Should you let pancake batter rest in the fridge? ›

A – If you are going to let your batter rest, leave it for at least 30 minutes in the fridge. If you've got time, leave it for longer – even overnight in the fridge. Some say that there is no point in letting the batter rest and there's certainly no harm in using it straight away. Go ahead if you're in a rush.

Is it best to leave pancake batter overnight? ›

If you want to make good pancakes my #1, sold-gold, absolute best piece of advice I can give you is to make the batter the night before. It allows the gluten in the batter to relax (giving you fluffier pancakes) and also saves a huge amount of time (and cleaning up) in the morning. It really is a fairly simple process.

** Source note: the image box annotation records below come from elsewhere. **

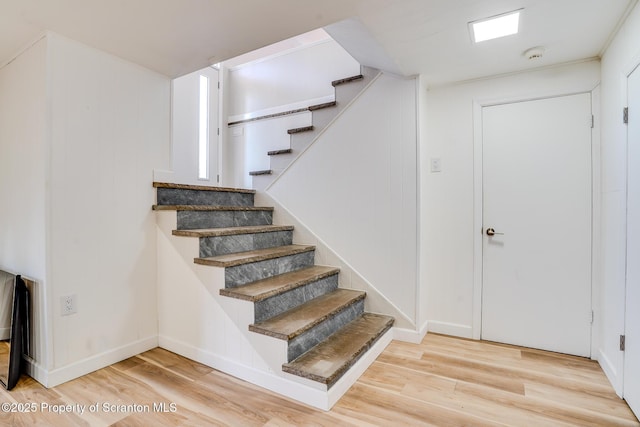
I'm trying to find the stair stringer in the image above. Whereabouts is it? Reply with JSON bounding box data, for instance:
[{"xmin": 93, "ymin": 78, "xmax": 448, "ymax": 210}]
[
  {"xmin": 252, "ymin": 66, "xmax": 382, "ymax": 191},
  {"xmin": 254, "ymin": 191, "xmax": 416, "ymax": 334},
  {"xmin": 155, "ymin": 211, "xmax": 393, "ymax": 410}
]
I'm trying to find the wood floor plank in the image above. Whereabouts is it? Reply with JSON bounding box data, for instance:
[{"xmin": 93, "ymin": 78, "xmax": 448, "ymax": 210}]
[{"xmin": 0, "ymin": 334, "xmax": 640, "ymax": 427}]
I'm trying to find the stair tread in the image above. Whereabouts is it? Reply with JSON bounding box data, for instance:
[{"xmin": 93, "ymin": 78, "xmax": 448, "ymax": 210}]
[
  {"xmin": 267, "ymin": 148, "xmax": 293, "ymax": 156},
  {"xmin": 249, "ymin": 289, "xmax": 366, "ymax": 341},
  {"xmin": 220, "ymin": 265, "xmax": 340, "ymax": 302},
  {"xmin": 309, "ymin": 101, "xmax": 337, "ymax": 111},
  {"xmin": 152, "ymin": 205, "xmax": 273, "ymax": 211},
  {"xmin": 287, "ymin": 126, "xmax": 313, "ymax": 135},
  {"xmin": 194, "ymin": 245, "xmax": 315, "ymax": 267},
  {"xmin": 153, "ymin": 182, "xmax": 256, "ymax": 194},
  {"xmin": 249, "ymin": 169, "xmax": 273, "ymax": 176},
  {"xmin": 172, "ymin": 225, "xmax": 293, "ymax": 237},
  {"xmin": 282, "ymin": 313, "xmax": 394, "ymax": 386},
  {"xmin": 331, "ymin": 74, "xmax": 364, "ymax": 87}
]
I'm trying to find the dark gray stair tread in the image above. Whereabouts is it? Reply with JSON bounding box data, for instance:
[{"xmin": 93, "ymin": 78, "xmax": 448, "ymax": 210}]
[
  {"xmin": 220, "ymin": 265, "xmax": 340, "ymax": 302},
  {"xmin": 331, "ymin": 74, "xmax": 364, "ymax": 87},
  {"xmin": 249, "ymin": 169, "xmax": 273, "ymax": 176},
  {"xmin": 194, "ymin": 245, "xmax": 315, "ymax": 267},
  {"xmin": 287, "ymin": 126, "xmax": 313, "ymax": 135},
  {"xmin": 267, "ymin": 148, "xmax": 293, "ymax": 156},
  {"xmin": 309, "ymin": 101, "xmax": 336, "ymax": 111},
  {"xmin": 282, "ymin": 313, "xmax": 394, "ymax": 387},
  {"xmin": 152, "ymin": 205, "xmax": 273, "ymax": 211},
  {"xmin": 153, "ymin": 182, "xmax": 256, "ymax": 194},
  {"xmin": 172, "ymin": 225, "xmax": 293, "ymax": 237},
  {"xmin": 249, "ymin": 289, "xmax": 366, "ymax": 341}
]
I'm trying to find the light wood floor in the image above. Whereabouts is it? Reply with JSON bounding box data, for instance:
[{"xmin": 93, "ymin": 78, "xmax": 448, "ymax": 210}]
[{"xmin": 0, "ymin": 334, "xmax": 640, "ymax": 427}]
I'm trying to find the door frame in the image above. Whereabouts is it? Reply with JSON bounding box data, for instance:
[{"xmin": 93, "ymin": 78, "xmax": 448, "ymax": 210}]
[
  {"xmin": 471, "ymin": 89, "xmax": 601, "ymax": 358},
  {"xmin": 619, "ymin": 61, "xmax": 640, "ymax": 415}
]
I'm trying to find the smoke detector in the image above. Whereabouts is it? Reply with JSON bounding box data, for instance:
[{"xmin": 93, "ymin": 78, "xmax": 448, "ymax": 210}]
[{"xmin": 523, "ymin": 46, "xmax": 544, "ymax": 60}]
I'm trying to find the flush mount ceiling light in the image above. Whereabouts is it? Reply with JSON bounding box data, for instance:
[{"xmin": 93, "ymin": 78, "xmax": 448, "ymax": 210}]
[{"xmin": 469, "ymin": 9, "xmax": 522, "ymax": 43}]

What can you add to pancake mix for more flavor? ›

You can add 2 tablespoons of brown sugar and about 1/2 teaspoon of cinnamon directly to the batter and cook as directed. Or you can make a cinnamon filling to swirl into your pancake as it cooks. For this method, mix brown sugar, cinnamon, and melted butter together.

Why do you put baking soda in pancake mix? ›

Pancakes and waffles typically both contain baking soda, which causes them to rise. As soon as the baking soda is combined with the wet ingredients (which contain an acidic ingredient, like often buttermilk), it starts producing carbon dioxide gas bubbles that cause the batter to rise.

Will adding baking powder to pancake mix make them fluffier? ›

Baking powder, like baking soda, is a chemical leavening agent made with sodium bicarbonate (aka baking soda) plus a weak acid, such as potassium bitartrate. Baking soda is essential for baked goods, but baking powder is really what makes pancakes and biscuits rise and become so super fluffy.

Why are IHOP pancakes so delicious? ›

Marie Grimm, IHOP's vice president of culinary innovation, revealed to Delish that to make a killer batter, the wet ingredients should be "ice cold." Using cold eggs, milk, butter, oil, and water prevents the ingredients from prematurely heating the gluten in the flour, explains Grimm, which is responsible for creating ...

What is the most important ingredient in pancakes? ›

Flour is the main ingredient to any pancake. It provides the structure. Different types of flours alter the structure because some flours absorb more moisture or create more gluten (which binds the structure together) than others.

How are restaurant pancakes so good? ›

Restaurants use hot griddles that are perfectly-calibrated for quick, even cooking. We can't ever recall cooking a bad pancake at home (or, at least, one that wasn't still edible). Yet we also have to admit our amateur cooking skills often seem to be lacking when compared to the pros.